Q&A: Prior authorization for outpatient services

August 5, 2020
Medicare Web

Q: Beginning in July, prior authorization is needed for certain hospital outpatient services such as blepharoplasty, botulinum toxin injections, panniculectomy, rhinoplasty, and vein ablation. Going forward, how should hospitals approach this change?

A: The burden is on the hospital to obtain this prior authorization, says Ronald Hirsch, MD, FACP, CHCQM, CHRI, vice president of regulations and education for physician advisory solutions at R1 RCM Inc. in Chicago. Hospitals must obtain this authorization even if the physician determines that the procedure is medically necessary. While the physician will need to help by supplying the documentation, ultimately the onus is on the hospital to make sure the preauthorization is complete.

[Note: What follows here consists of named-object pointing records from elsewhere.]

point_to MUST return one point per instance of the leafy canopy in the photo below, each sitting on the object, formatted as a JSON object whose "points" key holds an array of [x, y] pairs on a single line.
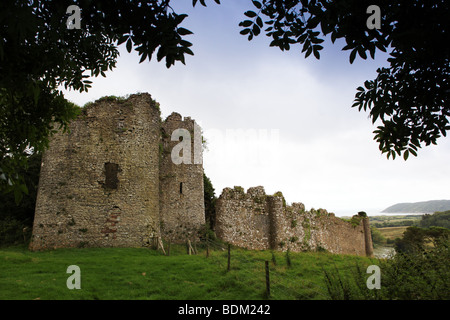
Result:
{"points": [[411, 97], [39, 55]]}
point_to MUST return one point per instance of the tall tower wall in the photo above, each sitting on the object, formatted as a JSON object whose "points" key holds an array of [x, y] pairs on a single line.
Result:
{"points": [[99, 182], [182, 208]]}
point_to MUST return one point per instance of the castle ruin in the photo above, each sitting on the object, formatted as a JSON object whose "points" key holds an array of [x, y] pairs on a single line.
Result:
{"points": [[258, 221], [110, 180]]}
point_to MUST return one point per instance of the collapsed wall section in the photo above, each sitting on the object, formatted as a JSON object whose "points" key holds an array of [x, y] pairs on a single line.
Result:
{"points": [[255, 220], [99, 182]]}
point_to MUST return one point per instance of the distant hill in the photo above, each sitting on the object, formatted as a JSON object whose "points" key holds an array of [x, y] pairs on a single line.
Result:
{"points": [[419, 207]]}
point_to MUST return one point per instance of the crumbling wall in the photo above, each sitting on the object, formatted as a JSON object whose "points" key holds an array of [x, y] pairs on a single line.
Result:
{"points": [[99, 182], [255, 220]]}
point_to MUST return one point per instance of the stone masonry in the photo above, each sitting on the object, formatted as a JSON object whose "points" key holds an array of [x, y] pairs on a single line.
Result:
{"points": [[255, 220], [109, 181]]}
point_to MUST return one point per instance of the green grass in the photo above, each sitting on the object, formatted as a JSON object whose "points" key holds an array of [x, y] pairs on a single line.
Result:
{"points": [[141, 273]]}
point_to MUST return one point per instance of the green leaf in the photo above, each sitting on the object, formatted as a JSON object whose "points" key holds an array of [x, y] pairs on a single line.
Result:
{"points": [[352, 56], [259, 22], [129, 45], [250, 14], [406, 155], [257, 4], [245, 23], [183, 31]]}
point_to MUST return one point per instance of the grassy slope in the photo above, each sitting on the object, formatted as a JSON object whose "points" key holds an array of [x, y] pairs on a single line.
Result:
{"points": [[139, 273]]}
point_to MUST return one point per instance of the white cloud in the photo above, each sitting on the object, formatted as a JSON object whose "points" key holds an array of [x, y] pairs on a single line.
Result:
{"points": [[322, 153]]}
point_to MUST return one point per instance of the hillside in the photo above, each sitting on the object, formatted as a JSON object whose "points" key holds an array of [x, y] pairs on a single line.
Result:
{"points": [[419, 207]]}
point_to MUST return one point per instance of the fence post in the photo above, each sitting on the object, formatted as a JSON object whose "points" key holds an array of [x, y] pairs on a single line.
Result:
{"points": [[168, 248], [229, 257], [267, 280]]}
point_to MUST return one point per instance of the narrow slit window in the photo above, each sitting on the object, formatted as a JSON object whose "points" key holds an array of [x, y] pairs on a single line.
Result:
{"points": [[111, 180]]}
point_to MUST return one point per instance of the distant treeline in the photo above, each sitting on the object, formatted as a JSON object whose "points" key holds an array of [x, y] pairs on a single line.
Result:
{"points": [[437, 219]]}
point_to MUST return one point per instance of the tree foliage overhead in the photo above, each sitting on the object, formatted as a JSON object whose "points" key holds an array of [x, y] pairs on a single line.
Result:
{"points": [[411, 97], [39, 55]]}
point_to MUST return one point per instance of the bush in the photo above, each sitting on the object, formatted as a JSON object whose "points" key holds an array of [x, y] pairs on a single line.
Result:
{"points": [[414, 275]]}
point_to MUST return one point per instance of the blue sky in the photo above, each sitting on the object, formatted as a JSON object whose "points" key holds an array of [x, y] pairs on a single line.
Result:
{"points": [[276, 119]]}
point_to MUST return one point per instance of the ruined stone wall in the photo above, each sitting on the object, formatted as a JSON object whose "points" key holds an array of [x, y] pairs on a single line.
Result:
{"points": [[255, 220], [99, 183], [181, 184]]}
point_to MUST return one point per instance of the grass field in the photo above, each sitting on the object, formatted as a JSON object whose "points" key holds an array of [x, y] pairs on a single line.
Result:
{"points": [[141, 273]]}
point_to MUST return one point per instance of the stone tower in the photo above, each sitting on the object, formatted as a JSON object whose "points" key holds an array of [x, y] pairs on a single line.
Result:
{"points": [[181, 185], [100, 182]]}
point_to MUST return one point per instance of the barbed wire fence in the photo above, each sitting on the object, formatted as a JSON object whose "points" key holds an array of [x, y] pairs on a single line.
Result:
{"points": [[270, 275]]}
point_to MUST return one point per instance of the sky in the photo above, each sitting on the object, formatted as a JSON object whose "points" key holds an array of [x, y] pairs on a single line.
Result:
{"points": [[278, 120]]}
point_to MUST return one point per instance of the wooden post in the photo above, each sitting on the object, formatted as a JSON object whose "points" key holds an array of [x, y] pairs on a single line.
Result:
{"points": [[229, 257], [189, 247], [267, 280]]}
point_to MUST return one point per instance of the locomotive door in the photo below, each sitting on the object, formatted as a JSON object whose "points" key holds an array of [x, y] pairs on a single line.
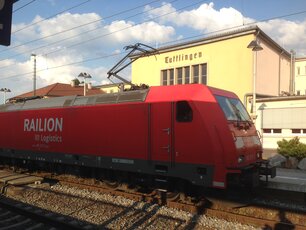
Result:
{"points": [[162, 132]]}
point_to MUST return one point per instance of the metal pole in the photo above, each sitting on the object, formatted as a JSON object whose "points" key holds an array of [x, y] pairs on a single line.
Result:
{"points": [[84, 86], [34, 75], [254, 82]]}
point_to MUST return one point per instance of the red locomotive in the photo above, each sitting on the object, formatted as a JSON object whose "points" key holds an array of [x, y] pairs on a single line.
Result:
{"points": [[191, 132]]}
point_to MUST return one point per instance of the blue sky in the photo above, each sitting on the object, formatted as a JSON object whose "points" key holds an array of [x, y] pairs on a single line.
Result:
{"points": [[76, 36]]}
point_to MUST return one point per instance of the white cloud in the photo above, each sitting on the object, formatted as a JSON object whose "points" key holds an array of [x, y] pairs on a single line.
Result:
{"points": [[58, 51], [147, 32], [205, 18]]}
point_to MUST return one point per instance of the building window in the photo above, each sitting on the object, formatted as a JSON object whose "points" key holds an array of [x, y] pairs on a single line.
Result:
{"points": [[272, 131], [164, 77], [298, 131], [204, 74], [179, 75], [185, 75], [277, 130], [195, 71]]}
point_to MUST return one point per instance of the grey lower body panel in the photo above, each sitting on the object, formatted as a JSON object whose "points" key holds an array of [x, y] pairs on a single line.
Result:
{"points": [[197, 174]]}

Once you submit a preauthorization, the Medicare Administrative Contractor (MAC) will affirm approval for the procedure within 10 days and provide the hospital with a unique tracking number, which hospitals must include on the hospital claim (but not on the physician claim). If a procedure is urgent, hospitals can request an expedited two-day review, which may or may not be granted, depending on the circumstances, says Hirsch.

If a preauthorization is denied, hospitals can resubmit the request with additional information to support medical necessity as many times as they want. However, claims submitted for procedures performed without the affirming decision will be denied, says Hirsch. Hospitals can appeal the denials.

Editor’s Note: This topic was originally addressed in the July issue of Case Management Monthly.